The authors selected 12 communities in southern California with different levels of air pollution as assessed by ozone, particulate matter, and nitrogen dioxide concentrations. In each of the communities, 300 children were invited to participate in the study in 1993, and an additional 175 children were recruited in 1996. Baseline information included questions about symptoms suggestive of asthma as well as any confirmed diagnosis of the condition. The data also concerned information about participation in sports, including the type of sport, frequency of participation, and location of the activity.
Other data collected included measures of general health, exposure to tobacco smoke, family history of asthma, and family income. Stations that monitored air pollution were established in each of the communities to record levels of common pollutants every hour. From these data, annual and four-year mean concentrations of each of the principal pollutants were calculated. Because the year-to-year variations were small in individual communities, four-year mean was used to identify six “high-pollution” and six “low-pollution” communities.
Of the 3,535 children who participated in the study, 265 developed asthma during the four-to five-year follow-up period. Ozone was the most significant pollutant associated with the development of asthma. The relative risk of developing asthma in communities with high ozone levels was at least three times higher in children playing three or more outdoor sports than in children not participating in outdoor sports.
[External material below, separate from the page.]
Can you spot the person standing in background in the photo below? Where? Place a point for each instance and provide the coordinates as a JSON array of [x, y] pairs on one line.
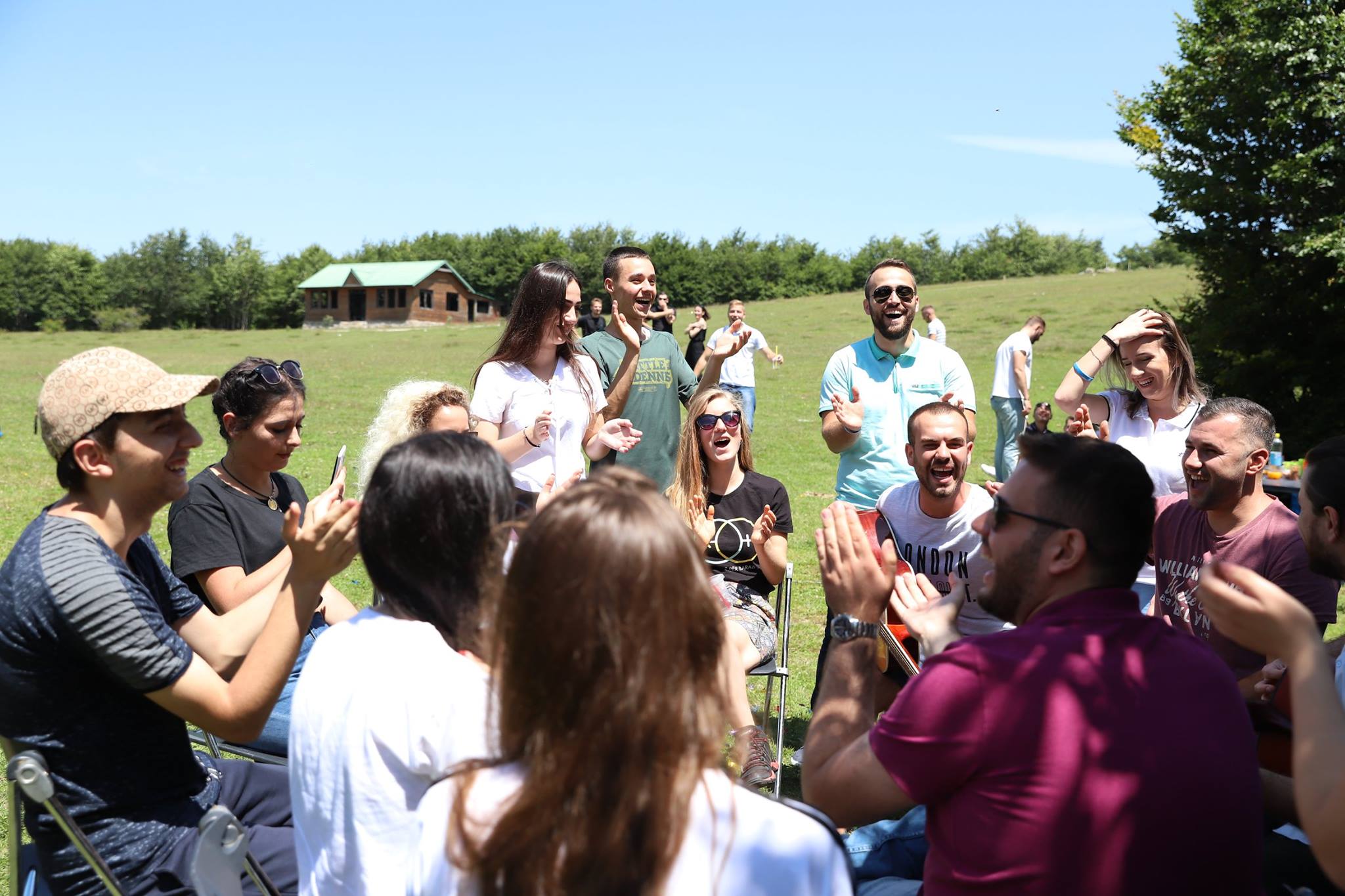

In low-ozone communities, playing outdoor sports had little effect on the development of asthma. Overall, the risk was similar in boys and girls; however, of those who played three or more outdoor sports in high-ozone communities, the risk was somewhat greater in girls (relative risk: 4.7 in girls compared with 2.5 in boys). There was no interaction between other variables that are often associated with asthma and the study variables of participation in outdoor sports and ozone levels.
The authors conclude that in communities with high ozone levels, participation in strenuous outdoor exercise is associated with the development of childhood asthma. This effect does not occur when ozone levels are low. They suggest that this result may be caused by a combination of factors.
editor's note: The implications of this study go beyond exercise-induced asthma. In the low-ozone communities, the relative risk of asthma declined nonsignificantly as participation in outdoor team sports increased. In the high-ozone communities, participation in outdoor sports was significantly associated with the development of asthma. As family physicians, we try to encourage our children and adolescents to engage in sports for the associated physical and psychosocial benefits. Perhaps we should now be much more alert for signs and symptoms of bronchospasm in young athletes and become more involved in our communities to attend to the quality of the air we breathe.—a.d.w.